One way to achieve this (in theory) would be to replace failing human organs with robotic body parts until, essentially, the only organ we need to keep alive is the human brain inside of a robotic shell. This isn't mere science fiction. It stems from the very real technology that is high-grade prosthetic limbs and implanted medical technology such as pacemakers.
Another potential way is downloading your brain into an android: your human brain still dies, but the network of your consciousness lives on.
A third way is straight out of an episode of Black Mirror: all human consciousness forgoes reality and instead enters virtual reality. It may sound ridiculous now, but so did space travel at one time, so depending on how you define immortality, this could be the ticket.
Stem Cells and Natural Life Support
As far as how to extend human life in human bodies, people are trying to transfuse life almost literally vampirically: by injecting the blood of young people into older adults to gain the benefits of (among other factors) their youthful stem cells.
In the same manner, harvesting one's own stem cells and artificially growing them for reinjection is another avenue for organic body part replacement, cell by cell. Just as with shortening telomeres, as we age our natural stem cell production slows until it stops. Finding a way to boost the production of these cells or to get an infusion of new ones could serve to replace the damaged parts of organs such as the heart that otherwise cannot heal or regenerate.
Some stem cells like those that are banked in cord blood are almost like blank checks. These cells can adapt where they're needed to become specific cells in the body, and treat or potentially cure certain chronic conditions like blood diseases. The benefit is that this is a natural way to extend human life without ethical drawbacks: umbilical cord blood from healthy human births can be obtained safely and used to potentially stave off the aging process longer than ever before.
Amino Acids for Advanced Age
Beyond futuristic science that isn't quite here yet, extending human life into the triple digits is possible right now because it's been done before. Combinations of genetic luck and sound health practices, including diet, lead to some of the longest lives possible.
A review of what some of the oldest surviving humans eat each day includes amino acid-rich foods like eggs, fish, bacon, and chicken, plus other nutritionally dense whole foods like oats, sweet potatoes, and olive oil. Tea and wine make the list too, possibly thanks to the polyphenol compounds in beverages like green tea that contribute to a reverse-aging diet.

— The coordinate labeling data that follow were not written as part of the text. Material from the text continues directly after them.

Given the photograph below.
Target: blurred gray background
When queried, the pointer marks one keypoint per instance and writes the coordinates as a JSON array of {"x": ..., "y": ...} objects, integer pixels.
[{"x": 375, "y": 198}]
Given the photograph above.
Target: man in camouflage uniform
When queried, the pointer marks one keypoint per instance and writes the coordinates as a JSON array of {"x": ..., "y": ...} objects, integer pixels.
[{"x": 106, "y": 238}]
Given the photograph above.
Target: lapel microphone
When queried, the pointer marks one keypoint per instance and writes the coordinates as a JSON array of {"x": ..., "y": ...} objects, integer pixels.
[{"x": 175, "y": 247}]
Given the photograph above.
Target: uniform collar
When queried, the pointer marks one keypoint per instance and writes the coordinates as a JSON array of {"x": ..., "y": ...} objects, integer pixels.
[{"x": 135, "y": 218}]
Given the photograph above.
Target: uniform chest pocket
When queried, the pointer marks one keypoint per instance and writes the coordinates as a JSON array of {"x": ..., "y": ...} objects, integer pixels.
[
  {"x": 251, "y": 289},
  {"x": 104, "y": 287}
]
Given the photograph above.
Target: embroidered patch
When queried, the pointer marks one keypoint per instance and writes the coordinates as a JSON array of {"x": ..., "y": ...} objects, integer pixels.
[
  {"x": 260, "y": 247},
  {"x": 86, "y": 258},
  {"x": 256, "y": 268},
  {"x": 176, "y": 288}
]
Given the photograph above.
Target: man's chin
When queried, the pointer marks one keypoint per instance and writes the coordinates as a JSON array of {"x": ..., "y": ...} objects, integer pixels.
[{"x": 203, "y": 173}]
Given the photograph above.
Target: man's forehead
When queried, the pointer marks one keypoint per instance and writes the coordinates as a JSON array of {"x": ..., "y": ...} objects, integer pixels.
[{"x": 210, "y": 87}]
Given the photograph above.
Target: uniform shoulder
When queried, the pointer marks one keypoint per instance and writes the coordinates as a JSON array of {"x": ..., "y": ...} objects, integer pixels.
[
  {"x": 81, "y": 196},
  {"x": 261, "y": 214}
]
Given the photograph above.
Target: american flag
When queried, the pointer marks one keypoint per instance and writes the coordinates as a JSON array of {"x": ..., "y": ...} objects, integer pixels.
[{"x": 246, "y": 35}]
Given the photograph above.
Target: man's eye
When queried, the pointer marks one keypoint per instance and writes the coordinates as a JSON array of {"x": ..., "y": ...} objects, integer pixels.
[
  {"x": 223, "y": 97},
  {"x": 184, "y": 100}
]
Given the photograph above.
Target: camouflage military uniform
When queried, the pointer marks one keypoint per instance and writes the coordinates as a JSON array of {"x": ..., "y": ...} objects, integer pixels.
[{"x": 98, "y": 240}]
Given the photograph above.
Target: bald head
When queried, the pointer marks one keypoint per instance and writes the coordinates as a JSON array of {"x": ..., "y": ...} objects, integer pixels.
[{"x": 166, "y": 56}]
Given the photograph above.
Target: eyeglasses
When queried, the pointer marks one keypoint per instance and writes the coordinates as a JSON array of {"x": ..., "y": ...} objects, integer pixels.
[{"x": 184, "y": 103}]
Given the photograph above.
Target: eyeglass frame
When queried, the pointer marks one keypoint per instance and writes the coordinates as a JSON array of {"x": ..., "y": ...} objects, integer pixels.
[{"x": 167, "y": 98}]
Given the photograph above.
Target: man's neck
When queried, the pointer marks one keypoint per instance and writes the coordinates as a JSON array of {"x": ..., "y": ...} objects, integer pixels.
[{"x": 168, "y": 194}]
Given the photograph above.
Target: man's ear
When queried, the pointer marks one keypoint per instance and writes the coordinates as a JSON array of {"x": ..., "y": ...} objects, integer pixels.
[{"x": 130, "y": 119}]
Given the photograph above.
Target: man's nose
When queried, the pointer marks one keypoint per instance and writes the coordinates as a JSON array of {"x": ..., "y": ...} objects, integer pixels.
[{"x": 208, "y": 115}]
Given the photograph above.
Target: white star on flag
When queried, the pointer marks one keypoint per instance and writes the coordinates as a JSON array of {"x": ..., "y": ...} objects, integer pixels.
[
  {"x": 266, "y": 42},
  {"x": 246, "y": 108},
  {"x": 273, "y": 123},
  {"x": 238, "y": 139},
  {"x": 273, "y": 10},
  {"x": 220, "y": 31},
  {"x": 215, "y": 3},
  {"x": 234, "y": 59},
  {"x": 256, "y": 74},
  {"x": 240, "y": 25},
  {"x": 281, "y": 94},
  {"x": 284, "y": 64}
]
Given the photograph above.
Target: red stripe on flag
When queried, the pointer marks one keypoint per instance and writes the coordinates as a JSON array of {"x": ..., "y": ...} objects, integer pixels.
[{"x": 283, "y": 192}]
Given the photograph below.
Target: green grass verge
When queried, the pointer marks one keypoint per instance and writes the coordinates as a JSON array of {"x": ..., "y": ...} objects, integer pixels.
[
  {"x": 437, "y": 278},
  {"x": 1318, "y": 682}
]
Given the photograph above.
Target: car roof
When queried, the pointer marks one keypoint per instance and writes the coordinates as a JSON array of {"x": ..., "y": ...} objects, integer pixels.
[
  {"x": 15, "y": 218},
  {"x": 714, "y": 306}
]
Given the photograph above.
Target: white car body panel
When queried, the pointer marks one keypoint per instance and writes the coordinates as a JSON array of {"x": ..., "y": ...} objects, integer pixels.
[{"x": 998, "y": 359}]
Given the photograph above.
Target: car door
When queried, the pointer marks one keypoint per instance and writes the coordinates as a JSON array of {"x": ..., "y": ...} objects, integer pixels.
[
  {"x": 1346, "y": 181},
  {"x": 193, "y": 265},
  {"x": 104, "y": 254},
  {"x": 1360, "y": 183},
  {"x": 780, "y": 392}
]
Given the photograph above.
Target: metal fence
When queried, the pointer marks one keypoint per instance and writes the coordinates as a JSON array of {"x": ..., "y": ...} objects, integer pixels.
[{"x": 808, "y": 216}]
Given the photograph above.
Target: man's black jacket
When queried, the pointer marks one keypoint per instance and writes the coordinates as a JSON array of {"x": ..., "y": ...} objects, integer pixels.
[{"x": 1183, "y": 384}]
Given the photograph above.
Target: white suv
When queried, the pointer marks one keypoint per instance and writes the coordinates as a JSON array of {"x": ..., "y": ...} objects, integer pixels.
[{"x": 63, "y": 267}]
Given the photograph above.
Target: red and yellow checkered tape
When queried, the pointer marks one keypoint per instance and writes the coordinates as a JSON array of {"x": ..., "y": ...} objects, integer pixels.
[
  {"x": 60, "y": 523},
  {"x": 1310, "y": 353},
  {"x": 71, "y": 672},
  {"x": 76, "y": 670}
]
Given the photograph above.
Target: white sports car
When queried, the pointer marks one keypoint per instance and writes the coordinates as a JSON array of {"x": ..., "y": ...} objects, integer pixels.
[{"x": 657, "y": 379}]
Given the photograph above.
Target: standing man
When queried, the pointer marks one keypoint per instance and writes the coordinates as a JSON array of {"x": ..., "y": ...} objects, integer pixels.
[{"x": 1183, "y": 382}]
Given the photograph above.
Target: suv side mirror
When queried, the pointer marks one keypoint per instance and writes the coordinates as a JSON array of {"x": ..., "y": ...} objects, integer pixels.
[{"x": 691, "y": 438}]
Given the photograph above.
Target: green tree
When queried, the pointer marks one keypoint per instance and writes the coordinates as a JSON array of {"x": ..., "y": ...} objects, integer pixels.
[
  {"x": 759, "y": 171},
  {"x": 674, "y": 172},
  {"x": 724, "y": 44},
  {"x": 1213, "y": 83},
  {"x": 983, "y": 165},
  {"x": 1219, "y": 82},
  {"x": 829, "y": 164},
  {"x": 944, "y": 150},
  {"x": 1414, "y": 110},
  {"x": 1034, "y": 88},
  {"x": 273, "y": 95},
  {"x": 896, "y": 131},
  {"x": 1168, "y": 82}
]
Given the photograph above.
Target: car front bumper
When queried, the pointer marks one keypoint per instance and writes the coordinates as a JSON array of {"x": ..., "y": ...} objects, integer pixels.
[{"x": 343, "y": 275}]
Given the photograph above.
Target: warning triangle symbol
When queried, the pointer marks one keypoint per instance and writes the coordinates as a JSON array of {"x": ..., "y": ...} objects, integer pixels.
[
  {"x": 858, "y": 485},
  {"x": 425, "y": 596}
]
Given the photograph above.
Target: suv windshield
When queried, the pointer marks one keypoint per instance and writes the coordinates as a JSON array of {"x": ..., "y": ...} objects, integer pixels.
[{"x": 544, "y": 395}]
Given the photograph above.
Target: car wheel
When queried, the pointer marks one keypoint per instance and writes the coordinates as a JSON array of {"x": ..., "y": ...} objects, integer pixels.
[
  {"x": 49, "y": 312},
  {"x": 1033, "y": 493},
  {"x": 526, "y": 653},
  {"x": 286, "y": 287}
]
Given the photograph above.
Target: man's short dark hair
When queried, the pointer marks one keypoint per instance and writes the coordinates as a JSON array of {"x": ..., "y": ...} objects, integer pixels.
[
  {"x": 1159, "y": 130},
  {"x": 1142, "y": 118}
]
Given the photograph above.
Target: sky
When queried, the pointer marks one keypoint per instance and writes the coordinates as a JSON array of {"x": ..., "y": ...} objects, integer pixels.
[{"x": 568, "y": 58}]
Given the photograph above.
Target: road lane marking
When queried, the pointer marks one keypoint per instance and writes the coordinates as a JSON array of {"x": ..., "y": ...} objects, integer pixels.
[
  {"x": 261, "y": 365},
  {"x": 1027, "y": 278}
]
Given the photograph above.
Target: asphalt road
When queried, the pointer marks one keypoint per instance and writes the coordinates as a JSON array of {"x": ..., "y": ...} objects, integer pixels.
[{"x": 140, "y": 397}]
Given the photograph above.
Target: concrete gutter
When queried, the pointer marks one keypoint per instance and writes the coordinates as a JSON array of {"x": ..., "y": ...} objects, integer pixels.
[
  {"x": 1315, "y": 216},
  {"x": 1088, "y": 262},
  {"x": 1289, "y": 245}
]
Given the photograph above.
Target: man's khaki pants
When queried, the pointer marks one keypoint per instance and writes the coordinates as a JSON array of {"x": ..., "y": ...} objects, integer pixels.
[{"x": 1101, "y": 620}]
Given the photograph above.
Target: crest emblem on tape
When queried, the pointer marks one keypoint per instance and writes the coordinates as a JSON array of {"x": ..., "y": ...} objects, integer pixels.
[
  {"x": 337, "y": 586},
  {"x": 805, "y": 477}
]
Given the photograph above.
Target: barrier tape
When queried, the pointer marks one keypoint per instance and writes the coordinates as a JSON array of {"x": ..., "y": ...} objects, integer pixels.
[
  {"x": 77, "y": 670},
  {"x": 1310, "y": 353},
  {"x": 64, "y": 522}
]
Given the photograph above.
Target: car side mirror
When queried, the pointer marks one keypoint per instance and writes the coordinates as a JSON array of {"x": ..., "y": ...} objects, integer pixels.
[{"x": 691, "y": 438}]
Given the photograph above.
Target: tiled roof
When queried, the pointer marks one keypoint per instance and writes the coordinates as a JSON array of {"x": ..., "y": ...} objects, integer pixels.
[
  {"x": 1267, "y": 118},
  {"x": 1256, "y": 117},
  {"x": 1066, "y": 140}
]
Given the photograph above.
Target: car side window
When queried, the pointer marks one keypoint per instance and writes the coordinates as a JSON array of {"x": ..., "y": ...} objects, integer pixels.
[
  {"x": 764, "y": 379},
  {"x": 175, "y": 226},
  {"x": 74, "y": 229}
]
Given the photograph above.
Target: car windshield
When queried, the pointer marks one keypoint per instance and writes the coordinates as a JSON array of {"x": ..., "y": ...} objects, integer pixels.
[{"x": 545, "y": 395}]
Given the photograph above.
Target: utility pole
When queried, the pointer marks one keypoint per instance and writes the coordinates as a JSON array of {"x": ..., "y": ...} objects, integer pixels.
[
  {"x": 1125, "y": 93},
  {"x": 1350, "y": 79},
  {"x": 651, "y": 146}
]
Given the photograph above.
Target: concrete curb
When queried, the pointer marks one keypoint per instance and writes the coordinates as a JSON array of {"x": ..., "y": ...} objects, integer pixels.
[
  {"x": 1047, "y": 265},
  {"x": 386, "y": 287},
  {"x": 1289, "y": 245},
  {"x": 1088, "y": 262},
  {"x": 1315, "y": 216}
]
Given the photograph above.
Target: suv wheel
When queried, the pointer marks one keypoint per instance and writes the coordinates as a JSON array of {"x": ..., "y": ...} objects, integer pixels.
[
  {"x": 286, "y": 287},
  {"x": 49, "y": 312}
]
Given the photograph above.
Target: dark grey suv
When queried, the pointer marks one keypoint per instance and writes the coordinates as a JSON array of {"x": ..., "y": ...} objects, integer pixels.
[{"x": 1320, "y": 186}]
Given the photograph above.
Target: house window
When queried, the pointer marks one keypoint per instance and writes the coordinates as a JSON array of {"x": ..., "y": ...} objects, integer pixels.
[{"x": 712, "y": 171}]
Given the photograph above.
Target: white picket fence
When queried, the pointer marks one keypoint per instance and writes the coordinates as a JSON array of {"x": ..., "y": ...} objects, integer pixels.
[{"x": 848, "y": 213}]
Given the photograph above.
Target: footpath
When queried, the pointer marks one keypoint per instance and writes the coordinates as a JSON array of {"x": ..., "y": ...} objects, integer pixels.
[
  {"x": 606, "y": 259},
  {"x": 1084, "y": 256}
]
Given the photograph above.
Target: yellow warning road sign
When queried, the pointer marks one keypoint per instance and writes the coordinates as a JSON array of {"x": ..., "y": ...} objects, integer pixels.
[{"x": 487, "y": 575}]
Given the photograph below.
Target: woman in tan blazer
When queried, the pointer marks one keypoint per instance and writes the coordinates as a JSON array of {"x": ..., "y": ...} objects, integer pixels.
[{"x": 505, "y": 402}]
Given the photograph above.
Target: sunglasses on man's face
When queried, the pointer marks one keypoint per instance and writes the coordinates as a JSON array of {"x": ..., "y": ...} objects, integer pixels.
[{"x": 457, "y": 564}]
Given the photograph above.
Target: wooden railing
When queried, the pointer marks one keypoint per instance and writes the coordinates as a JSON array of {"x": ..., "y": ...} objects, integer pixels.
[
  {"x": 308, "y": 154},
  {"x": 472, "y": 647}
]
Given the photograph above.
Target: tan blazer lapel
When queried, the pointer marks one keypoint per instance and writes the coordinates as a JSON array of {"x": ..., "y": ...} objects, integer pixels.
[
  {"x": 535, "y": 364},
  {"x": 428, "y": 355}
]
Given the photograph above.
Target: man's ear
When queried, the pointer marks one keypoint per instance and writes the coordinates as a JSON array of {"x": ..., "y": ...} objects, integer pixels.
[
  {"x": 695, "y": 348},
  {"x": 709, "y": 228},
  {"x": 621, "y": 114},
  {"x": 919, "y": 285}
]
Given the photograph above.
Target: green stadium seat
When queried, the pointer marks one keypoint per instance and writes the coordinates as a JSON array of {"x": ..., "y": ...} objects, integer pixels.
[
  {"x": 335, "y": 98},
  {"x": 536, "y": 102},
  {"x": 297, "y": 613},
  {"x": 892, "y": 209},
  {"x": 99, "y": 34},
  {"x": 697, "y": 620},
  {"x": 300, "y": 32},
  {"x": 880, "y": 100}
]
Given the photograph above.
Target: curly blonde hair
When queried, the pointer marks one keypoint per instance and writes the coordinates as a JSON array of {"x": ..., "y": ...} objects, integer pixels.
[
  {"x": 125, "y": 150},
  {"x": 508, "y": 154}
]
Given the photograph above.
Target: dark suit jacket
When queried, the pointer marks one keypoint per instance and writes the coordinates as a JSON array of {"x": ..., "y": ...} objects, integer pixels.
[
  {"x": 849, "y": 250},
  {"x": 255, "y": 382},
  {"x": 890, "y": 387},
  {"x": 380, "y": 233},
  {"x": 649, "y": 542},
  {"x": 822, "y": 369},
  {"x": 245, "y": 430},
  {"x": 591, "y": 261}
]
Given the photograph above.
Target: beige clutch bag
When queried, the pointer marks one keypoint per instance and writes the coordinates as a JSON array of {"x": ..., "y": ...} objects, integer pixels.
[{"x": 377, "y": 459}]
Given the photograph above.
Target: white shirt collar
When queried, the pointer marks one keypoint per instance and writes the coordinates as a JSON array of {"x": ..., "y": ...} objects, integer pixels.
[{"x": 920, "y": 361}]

The world's foremost amino acid researchers have also developed a patented formula of amino acids to help promote active aging and optimize muscle and heart health for enhanced quality of life and a longer lifespan. You can learn more about this one-of-a-kind anti-aging supplement here.
Forever Young
The answer to how to live forever isn't definitive yet, but how to live longer and better without the loss of vigor that too many people experience with old age is constantly under investigation. To seek immortality, science first explores the nature of mortality to reveal findings that could lead to everlasting life.